Alibaba takes it on the chin, apologises, promises to do better (and maybe feels it got off lightly with fine of 4% of revenue)

Alibaba has humbly accepted that it broke China's antitrust laws and will pay a colossal fine.

Chinese authorities fined Alibaba Group US$2.77bn on Saturday, the largest antitrust penalty Beijing has ever issued. The fine represents four percent of Alibaba's most recent full-year earnings.

China’s State Administration for Market Regulation (SAMR) issued a statement detailing Alibaba's transgressions and its investigation.

“Since 2015, Alibaba Group has abused its dominant position in the market and has imposed ‘choose one out of two’ requirements on merchants on the platform,” said SAMR.

SAMR said Alibaba's rules prohibited merchants from opening stores or participating in promotional activities on rival platforms. SAMR also claimed Alibaba used market forces, platform rules and data, algorithms, and a variety of rewards and punishment measures to gain an unfair advantage.

Alibaba did not dispute the facts or contest the fine.

“We accept the penalty with sincerity and will ensure our compliance with determination,” said the letter on Alibaba's company news website.

The letter described internet platform economies as “new economic structures created out of the latest cycle of technological revolution” and therefore ahead of regulation

Alibaba stated:

Today, Internet platform economies have entered an entirely new phase.

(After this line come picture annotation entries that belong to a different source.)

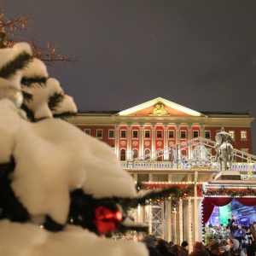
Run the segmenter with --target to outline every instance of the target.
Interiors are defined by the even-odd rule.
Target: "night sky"
[[[32,18],[27,34],[40,46],[49,41],[73,54],[77,63],[49,73],[79,110],[163,97],[198,112],[256,117],[256,1],[2,2],[6,17]]]

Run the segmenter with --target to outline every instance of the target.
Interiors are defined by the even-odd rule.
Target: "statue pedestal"
[[[241,180],[241,175],[237,171],[222,171],[216,175],[214,180]]]

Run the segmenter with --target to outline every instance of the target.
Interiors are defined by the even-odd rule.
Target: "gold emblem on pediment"
[[[161,103],[157,103],[154,106],[153,113],[149,115],[170,115],[166,109],[166,106]]]

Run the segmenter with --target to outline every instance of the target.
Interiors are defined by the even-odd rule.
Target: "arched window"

They are an integral part of people’s everyday life and affect all dimensions of the broader economy.

It is not lost on us that today’s society has new expectations for platform companies, as we must assume more responsibilities as part of the nation’s economic and social development.

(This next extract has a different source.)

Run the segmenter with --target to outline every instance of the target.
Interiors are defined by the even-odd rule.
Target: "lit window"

In addition to the fine, the e-commerce giant was given 15 days to deliver a report explaining to SAMR how it will correct its violations, then submit three annual self-evaluating compliance reports. Public disclosure of its compliance efforts was strongly recommended.

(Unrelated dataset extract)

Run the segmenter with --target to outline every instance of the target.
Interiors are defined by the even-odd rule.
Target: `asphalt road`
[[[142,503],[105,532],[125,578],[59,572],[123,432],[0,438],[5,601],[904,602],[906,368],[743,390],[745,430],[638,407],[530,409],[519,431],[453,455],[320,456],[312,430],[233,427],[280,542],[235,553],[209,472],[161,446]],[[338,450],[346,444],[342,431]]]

On a conference call today, CEO Daniel Zhang said he did not expect any material impact from the forced changes to Alibaba’s exclusivity arrangements. While this initially seems like a placating statement, it comes with some credibility given Alibaba’s growth: between 2015 and 2019, Alibaba's average annual growth rate was 24.1 percent and the Taobao and Tmall services it operates account for over 50 percent of the total online retail merchandise transactions in China.

China commenced investigations of the e-commerce giant's business strategies in December 2020. In March, the group was told to sell some of its media assets due to the breadth of their influence and had its UC Browser removed from app stores due to unfair play.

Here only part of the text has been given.